I don't suppose Sir Thomas Legg has a lot of time to watch television at the moment, but since he's worked out the cost of Gordon Brown's repayment to the last 10p he might also be interested in the Case of the Admiralty House Teacup, a shocking abstraction of government property, which was revealed halfway through Prescott: the North/South Divide. To the protests of Pauline ("Oooh, John! For goodness' sake... they'll think I'm a kleptomaniac!"), the former Deputy Prime Minister trotted into the kitchen of his impressive Thameside penthouse to reveal the gilded souvenir Pauline had carried away with her when they left their grace-and-favour residence. Personally, I'm inclined to let bygones be bygones here, because there's something rather touching about the way that Pauline fills out the stereotype of one kind of aspirational Northern woman: modelling her style on Joan Collins, using her telephone voice when out in public, and showing such candid pleasure in the trappings of class. "Things can only get better," she said gleefully, lifting a glass of champagne to the camera as a Learjet flew the Prescotts down to London on the night of the 1997 election, "...but not much." She spoke too soon, really. Still to come were the mock Tudor boards fitted to their Hull constituency house, for which Mr Prescott claimed £312.
They make a good comedy double act, the Prescotts – quite often funny because they intend to be, rather than simply inadvertently. "Where does the North stop and the South begin?" asked Pauline at the beginning of this exploration of geographical prejudice. "Outside our door, isn't it?" replied John, a joke that wasn't entirely a joke, since it neatly summed up the us-and-them mentality that was at the heart of the programme. For Prescott, "them" are Southerners, draining the North of profits and wealth in return for condescension and neglect. "Us" are Northerners, solid types who tell it like it is and never get the respect – or the subsidy – they deserve. The back seat of a chaffeur-driven Jag isn't the most obvious place from which to advance this argument, but Prescott is engagingly unabashed about that, and quite open about the fact that he doesn't want to escape from Northern chippiness, only to find more evidence to justify it.
Quite what the investigative purpose of trundling him around the country was I'm not sure, because he broadly ignored all the evidence that contradicted his thesis, such as the Essex resort of Jaywick that demonstrated that it can be just as grim down South as it proverbially is up North or a new shopping mall in Liverpool, which appeared to suggest that conspicuous consumption is hardly the unique preserve of those inside the M25. It was a bitty sort of affair, tied together not by a coherent argument but by a graphic tracing the Jag's dot-to-dot across the country, the rest stops including a dialogue of the deaf between Prescott and Brian Sewell (who obligingly expressed the opinion that a good bout of plague might sort out the North's problems) and a visit to a fat-fighters' club to illustrate the uneven distribution of the national flab. By the end, all that was really clear was that a simple binary opposition can't begin to do justice to the patchwork of privilege and disadvantage that mottles the British map – but it was entertaining enough while it lasted.

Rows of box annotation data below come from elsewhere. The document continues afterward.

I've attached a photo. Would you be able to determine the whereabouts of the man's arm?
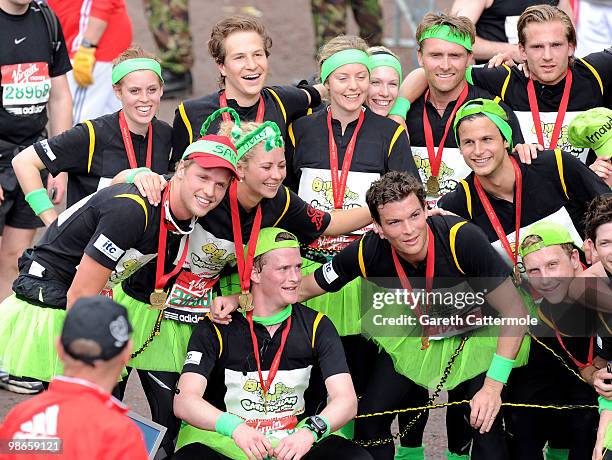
[47,74,72,204]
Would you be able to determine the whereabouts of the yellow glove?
[72,46,96,86]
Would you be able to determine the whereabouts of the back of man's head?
[60,296,132,368]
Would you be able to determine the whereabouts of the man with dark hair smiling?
[212,171,526,460]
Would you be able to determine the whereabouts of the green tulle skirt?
[0,294,66,382]
[113,286,193,372]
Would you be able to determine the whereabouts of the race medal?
[238,291,254,313]
[427,176,440,196]
[149,289,168,310]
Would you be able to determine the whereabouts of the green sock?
[546,446,569,460]
[446,450,470,460]
[394,446,425,460]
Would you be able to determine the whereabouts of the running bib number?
[1,62,51,115]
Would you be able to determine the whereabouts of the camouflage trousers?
[143,0,193,73]
[310,0,383,49]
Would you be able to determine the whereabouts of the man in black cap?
[0,296,148,460]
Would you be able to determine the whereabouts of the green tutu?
[113,285,192,372]
[0,294,66,382]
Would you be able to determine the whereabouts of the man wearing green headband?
[439,99,609,268]
[173,228,370,460]
[504,220,605,459]
[406,13,523,207]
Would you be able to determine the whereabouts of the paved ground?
[0,0,450,460]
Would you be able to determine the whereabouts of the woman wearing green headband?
[366,46,402,117]
[13,47,171,225]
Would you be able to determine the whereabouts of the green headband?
[244,227,300,257]
[181,139,236,167]
[370,53,402,83]
[418,24,472,53]
[111,58,164,85]
[453,98,514,150]
[236,121,285,160]
[519,221,575,258]
[200,107,242,141]
[321,48,370,83]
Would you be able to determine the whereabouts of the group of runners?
[0,5,612,459]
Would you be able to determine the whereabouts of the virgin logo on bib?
[1,62,51,115]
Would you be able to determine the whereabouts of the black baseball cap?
[61,295,132,366]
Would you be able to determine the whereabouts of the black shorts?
[0,168,47,236]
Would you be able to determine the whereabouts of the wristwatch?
[81,38,98,48]
[304,415,327,441]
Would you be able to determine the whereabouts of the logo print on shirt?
[13,404,59,439]
[94,233,125,262]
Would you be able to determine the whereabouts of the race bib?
[514,111,589,163]
[0,62,51,115]
[164,270,219,324]
[410,146,472,208]
[504,16,520,45]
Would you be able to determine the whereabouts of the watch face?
[310,415,327,433]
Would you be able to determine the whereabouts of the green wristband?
[215,412,244,438]
[597,396,612,414]
[25,188,53,216]
[487,353,514,384]
[125,166,151,184]
[389,97,410,120]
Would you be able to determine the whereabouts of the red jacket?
[47,0,132,62]
[0,377,148,460]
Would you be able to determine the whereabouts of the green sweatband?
[25,188,53,216]
[125,166,151,184]
[370,53,402,83]
[321,48,370,83]
[215,412,244,438]
[487,353,514,385]
[111,58,164,85]
[389,96,410,120]
[597,396,612,414]
[418,24,472,53]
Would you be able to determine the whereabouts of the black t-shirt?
[13,184,189,306]
[285,108,419,194]
[0,2,72,150]
[438,150,609,262]
[476,0,559,64]
[34,112,172,206]
[468,51,612,162]
[314,216,510,292]
[123,187,331,310]
[183,304,349,430]
[171,86,319,168]
[406,84,523,206]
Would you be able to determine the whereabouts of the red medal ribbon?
[155,183,189,289]
[219,91,266,123]
[327,107,365,209]
[391,225,436,324]
[474,157,523,267]
[423,83,468,177]
[246,310,291,404]
[119,110,153,169]
[230,181,261,292]
[527,67,573,150]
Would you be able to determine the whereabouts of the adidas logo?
[13,404,59,439]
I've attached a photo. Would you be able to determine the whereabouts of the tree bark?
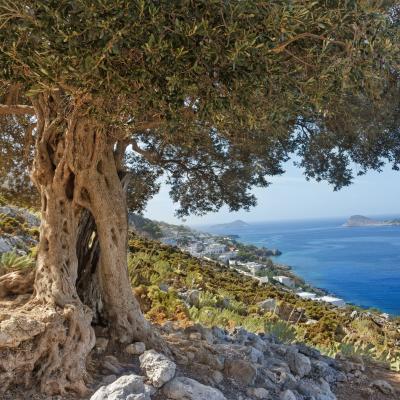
[0,92,168,395]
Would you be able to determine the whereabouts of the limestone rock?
[370,379,394,395]
[163,377,227,400]
[224,359,257,386]
[297,379,336,400]
[258,299,276,311]
[139,350,176,388]
[246,388,269,400]
[125,342,146,355]
[311,360,344,383]
[279,390,296,400]
[186,289,201,307]
[0,314,46,347]
[90,374,150,400]
[286,349,311,378]
[101,375,117,385]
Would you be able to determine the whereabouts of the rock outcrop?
[139,350,176,388]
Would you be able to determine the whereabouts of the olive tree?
[0,0,400,394]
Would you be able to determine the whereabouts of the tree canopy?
[0,0,400,215]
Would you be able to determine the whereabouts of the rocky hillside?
[0,206,400,400]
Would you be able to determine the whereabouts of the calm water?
[208,219,400,315]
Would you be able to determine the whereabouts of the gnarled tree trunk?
[0,93,163,394]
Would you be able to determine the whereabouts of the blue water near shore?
[208,219,400,315]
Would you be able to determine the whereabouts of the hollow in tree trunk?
[0,93,164,394]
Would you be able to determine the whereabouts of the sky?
[144,162,400,225]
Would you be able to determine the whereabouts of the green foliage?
[0,213,39,239]
[128,237,400,369]
[0,0,400,217]
[265,320,297,343]
[0,252,35,275]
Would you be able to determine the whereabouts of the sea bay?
[208,218,400,315]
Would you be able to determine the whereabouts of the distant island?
[343,215,400,227]
[210,219,249,229]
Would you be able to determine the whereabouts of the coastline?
[205,219,400,316]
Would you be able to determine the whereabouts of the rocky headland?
[343,215,400,227]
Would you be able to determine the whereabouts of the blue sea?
[211,218,400,315]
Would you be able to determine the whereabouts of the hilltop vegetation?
[0,203,400,376]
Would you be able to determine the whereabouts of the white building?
[218,251,238,262]
[274,275,295,288]
[296,292,317,300]
[204,243,226,254]
[245,262,265,275]
[315,296,346,307]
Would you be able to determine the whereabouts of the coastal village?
[156,219,346,307]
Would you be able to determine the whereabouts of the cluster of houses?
[161,232,346,307]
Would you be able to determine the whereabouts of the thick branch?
[0,104,35,115]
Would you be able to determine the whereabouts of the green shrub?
[0,252,35,274]
[264,320,296,343]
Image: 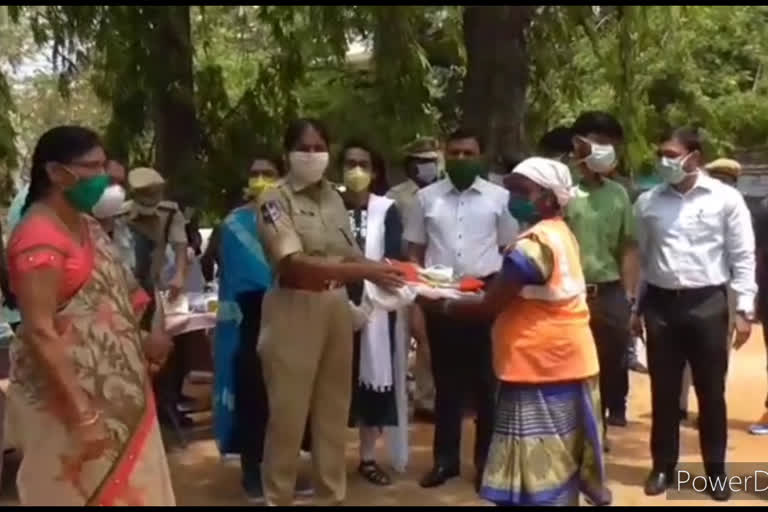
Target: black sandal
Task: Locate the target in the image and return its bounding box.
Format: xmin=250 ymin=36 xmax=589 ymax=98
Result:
xmin=357 ymin=460 xmax=392 ymax=487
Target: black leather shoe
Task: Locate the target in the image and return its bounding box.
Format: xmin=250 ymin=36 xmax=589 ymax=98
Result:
xmin=605 ymin=412 xmax=627 ymax=427
xmin=475 ymin=473 xmax=483 ymax=494
xmin=707 ymin=475 xmax=731 ymax=501
xmin=419 ymin=466 xmax=459 ymax=489
xmin=645 ymin=471 xmax=674 ymax=496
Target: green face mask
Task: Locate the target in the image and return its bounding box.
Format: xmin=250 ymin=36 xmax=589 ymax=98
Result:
xmin=64 ymin=174 xmax=109 ymax=214
xmin=509 ymin=195 xmax=541 ymax=226
xmin=445 ymin=158 xmax=487 ymax=190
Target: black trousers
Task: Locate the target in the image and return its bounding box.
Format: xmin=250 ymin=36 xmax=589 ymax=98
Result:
xmin=425 ymin=312 xmax=496 ymax=472
xmin=757 ymin=284 xmax=768 ymax=409
xmin=235 ymin=291 xmax=311 ymax=483
xmin=587 ymin=281 xmax=632 ymax=417
xmin=642 ymin=286 xmax=728 ymax=475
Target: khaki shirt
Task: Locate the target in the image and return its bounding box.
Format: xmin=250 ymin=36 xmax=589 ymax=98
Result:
xmin=258 ymin=179 xmax=362 ymax=268
xmin=126 ymin=201 xmax=187 ymax=284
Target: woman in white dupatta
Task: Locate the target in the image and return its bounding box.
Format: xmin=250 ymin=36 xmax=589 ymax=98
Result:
xmin=341 ymin=141 xmax=408 ymax=485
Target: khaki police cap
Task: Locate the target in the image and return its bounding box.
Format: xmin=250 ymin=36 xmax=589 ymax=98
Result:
xmin=403 ymin=137 xmax=440 ymax=159
xmin=704 ymin=158 xmax=741 ymax=178
xmin=128 ymin=167 xmax=165 ymax=190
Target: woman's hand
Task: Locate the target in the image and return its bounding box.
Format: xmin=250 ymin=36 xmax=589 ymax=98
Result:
xmin=416 ymin=295 xmax=446 ymax=313
xmin=733 ymin=313 xmax=752 ymax=350
xmin=72 ymin=410 xmax=112 ymax=460
xmin=364 ymin=263 xmax=405 ymax=290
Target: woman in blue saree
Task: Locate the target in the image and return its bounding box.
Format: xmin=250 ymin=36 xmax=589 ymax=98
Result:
xmin=209 ymin=158 xmax=312 ymax=501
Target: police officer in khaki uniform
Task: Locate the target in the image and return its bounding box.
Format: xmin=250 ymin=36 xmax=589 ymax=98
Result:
xmin=387 ymin=137 xmax=443 ymax=417
xmin=125 ymin=167 xmax=187 ymax=300
xmin=258 ymin=119 xmax=402 ymax=505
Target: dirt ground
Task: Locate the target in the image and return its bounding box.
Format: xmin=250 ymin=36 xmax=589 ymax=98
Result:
xmin=0 ymin=329 xmax=768 ymax=506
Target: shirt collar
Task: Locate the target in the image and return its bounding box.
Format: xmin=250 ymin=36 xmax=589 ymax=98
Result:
xmin=440 ymin=176 xmax=489 ymax=194
xmin=285 ymin=173 xmax=330 ymax=192
xmin=664 ymin=169 xmax=720 ymax=196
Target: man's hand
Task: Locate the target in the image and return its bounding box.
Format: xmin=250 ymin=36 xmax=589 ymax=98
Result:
xmin=629 ymin=312 xmax=645 ymax=341
xmin=168 ymin=272 xmax=184 ymax=302
xmin=416 ymin=295 xmax=445 ymax=312
xmin=365 ymin=263 xmax=405 ymax=290
xmin=733 ymin=313 xmax=752 ymax=350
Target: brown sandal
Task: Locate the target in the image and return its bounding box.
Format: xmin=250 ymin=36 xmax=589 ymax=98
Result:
xmin=357 ymin=460 xmax=392 ymax=487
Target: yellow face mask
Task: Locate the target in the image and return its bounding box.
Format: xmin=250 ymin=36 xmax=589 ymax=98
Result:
xmin=245 ymin=176 xmax=277 ymax=199
xmin=344 ymin=166 xmax=373 ymax=192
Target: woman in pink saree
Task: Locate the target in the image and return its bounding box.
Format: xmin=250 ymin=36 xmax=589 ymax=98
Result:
xmin=8 ymin=126 xmax=175 ymax=506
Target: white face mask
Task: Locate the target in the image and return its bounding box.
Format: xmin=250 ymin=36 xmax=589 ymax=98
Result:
xmin=91 ymin=185 xmax=125 ymax=219
xmin=488 ymin=172 xmax=507 ymax=187
xmin=657 ymin=154 xmax=690 ymax=185
xmin=416 ymin=162 xmax=437 ymax=185
xmin=583 ymin=139 xmax=616 ymax=174
xmin=288 ymin=151 xmax=328 ymax=187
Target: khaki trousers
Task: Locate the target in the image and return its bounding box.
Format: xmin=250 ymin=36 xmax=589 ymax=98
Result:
xmin=258 ymin=289 xmax=352 ymax=506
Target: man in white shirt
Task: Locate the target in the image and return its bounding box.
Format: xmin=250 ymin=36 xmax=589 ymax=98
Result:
xmin=405 ymin=131 xmax=517 ymax=487
xmin=633 ymin=129 xmax=757 ymax=500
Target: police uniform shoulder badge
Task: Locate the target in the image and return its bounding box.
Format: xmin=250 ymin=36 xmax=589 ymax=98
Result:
xmin=261 ymin=200 xmax=282 ymax=224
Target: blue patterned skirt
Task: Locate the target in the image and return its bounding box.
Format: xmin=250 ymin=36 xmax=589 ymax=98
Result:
xmin=480 ymin=376 xmax=611 ymax=506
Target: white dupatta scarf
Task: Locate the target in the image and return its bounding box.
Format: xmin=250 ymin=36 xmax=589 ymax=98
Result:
xmin=358 ymin=194 xmax=408 ymax=472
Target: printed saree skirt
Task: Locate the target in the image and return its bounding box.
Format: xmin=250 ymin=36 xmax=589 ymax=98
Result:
xmin=480 ymin=376 xmax=611 ymax=506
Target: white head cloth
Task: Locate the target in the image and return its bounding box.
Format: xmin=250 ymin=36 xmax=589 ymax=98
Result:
xmin=512 ymin=157 xmax=576 ymax=207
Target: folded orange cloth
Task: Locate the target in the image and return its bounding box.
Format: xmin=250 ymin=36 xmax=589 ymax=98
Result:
xmin=389 ymin=260 xmax=485 ymax=292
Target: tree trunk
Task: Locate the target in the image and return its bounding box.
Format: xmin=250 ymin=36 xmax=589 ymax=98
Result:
xmin=462 ymin=5 xmax=533 ymax=166
xmin=150 ymin=5 xmax=204 ymax=204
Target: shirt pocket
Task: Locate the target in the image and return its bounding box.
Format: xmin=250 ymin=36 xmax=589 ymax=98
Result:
xmin=686 ymin=207 xmax=723 ymax=244
xmin=293 ymin=212 xmax=327 ymax=256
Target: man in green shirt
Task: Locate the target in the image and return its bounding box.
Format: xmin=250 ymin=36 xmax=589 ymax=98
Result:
xmin=565 ymin=112 xmax=639 ymax=427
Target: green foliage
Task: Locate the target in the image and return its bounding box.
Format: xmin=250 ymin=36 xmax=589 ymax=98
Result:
xmin=528 ymin=6 xmax=768 ymax=172
xmin=0 ymin=4 xmax=768 ymax=210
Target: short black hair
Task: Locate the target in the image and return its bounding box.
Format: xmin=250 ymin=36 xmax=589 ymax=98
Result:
xmin=659 ymin=127 xmax=703 ymax=153
xmin=248 ymin=150 xmax=285 ymax=176
xmin=571 ymin=110 xmax=624 ymax=140
xmin=537 ymin=125 xmax=573 ymax=156
xmin=339 ymin=139 xmax=389 ymax=195
xmin=283 ymin=117 xmax=331 ymax=153
xmin=21 ymin=125 xmax=104 ymax=212
xmin=446 ymin=128 xmax=485 ymax=153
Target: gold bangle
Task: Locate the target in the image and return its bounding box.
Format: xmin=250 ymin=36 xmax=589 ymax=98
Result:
xmin=77 ymin=410 xmax=101 ymax=427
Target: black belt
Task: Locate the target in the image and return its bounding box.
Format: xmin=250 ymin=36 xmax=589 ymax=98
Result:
xmin=647 ymin=284 xmax=726 ymax=298
xmin=587 ymin=281 xmax=621 ymax=297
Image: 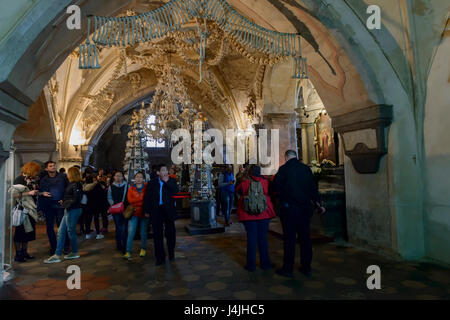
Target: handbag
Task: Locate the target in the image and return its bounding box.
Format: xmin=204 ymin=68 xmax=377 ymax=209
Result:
xmin=123 ymin=204 xmax=134 ymax=219
xmin=11 ymin=196 xmax=28 ymax=227
xmin=109 ymin=185 xmax=128 ymax=214
xmin=81 ymin=193 xmax=87 ymax=205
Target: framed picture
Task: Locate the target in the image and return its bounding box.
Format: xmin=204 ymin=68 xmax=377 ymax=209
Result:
xmin=315 ymin=113 xmax=337 ymax=163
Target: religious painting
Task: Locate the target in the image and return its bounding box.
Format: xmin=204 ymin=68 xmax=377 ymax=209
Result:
xmin=315 ymin=113 xmax=337 ymax=164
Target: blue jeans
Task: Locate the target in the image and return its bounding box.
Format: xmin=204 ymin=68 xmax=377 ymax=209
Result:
xmin=127 ymin=216 xmax=148 ymax=252
xmin=112 ymin=214 xmax=128 ymax=251
xmin=244 ymin=219 xmax=272 ymax=270
xmin=42 ymin=204 xmax=70 ymax=254
xmin=55 ymin=208 xmax=82 ymax=256
xmin=220 ymin=191 xmax=234 ymax=223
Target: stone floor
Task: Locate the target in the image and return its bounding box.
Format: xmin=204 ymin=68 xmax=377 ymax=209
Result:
xmin=0 ymin=220 xmax=450 ymax=300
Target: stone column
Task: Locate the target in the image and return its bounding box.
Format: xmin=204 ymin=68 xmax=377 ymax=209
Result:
xmin=0 ymin=102 xmax=26 ymax=286
xmin=13 ymin=140 xmax=58 ymax=175
xmin=332 ymin=105 xmax=397 ymax=253
xmin=301 ymin=123 xmax=309 ymax=164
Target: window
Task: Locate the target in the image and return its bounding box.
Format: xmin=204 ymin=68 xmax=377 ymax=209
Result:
xmin=147 ymin=115 xmax=166 ymax=148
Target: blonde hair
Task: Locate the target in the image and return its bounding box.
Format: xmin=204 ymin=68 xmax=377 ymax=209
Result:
xmin=21 ymin=161 xmax=41 ymax=177
xmin=67 ymin=167 xmax=81 ymax=182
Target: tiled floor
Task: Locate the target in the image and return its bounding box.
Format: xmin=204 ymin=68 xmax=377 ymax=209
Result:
xmin=0 ymin=220 xmax=450 ymax=300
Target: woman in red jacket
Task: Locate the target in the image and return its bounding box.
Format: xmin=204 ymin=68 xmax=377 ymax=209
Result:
xmin=123 ymin=172 xmax=149 ymax=260
xmin=236 ymin=165 xmax=275 ymax=271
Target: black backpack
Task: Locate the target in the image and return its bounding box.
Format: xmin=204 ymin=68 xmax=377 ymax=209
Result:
xmin=244 ymin=179 xmax=267 ymax=216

By odd coincidence, the evening featured another shameless confession of petty larceny, with Seve Ballesteros coughing to the theft of two green jackets from the US Masters (even if you win one fair and square you're apparently not supposed to keep it). The club had written to him to politely ask whether he might – inadvertently, of course – have taken them away with him. Yes, they're here, replied Seve, come and pick them up whenever you want. Inside Sport's film about Ballesteros was built around an interview by Peter Alliss, not so much a probing as an adulatory fondling, which was conducted as Seve showed Alliss round his Spanish home. So we got to see the room where Seve keeps his old golf clubs, Seve's self-portrait carpet and Seve's putter-shaped breakfast bar. "His deeds will no doubt prove immortal," said Alliss, never one to underplay the mythic grandeur of golf, but the point of the film was that Seve is not immortal, having recently been coping with a serious brain tumour. He's coping very well, by the looks of things – determined and completely lacking in self-pity – but for all its cosy sentimentality this film left a rather bleak feeling behind it. This was partly because Ballesteros himself – ignoring the 19th-hole clubbability of the approach – confessed to feeling very alone at times. But it was also because the collaged encomia of his fellow players had a whiff of retrospect to them. It was a bit like watching an obituary with the subject unaccountably on hand to show you his trophy cabinet.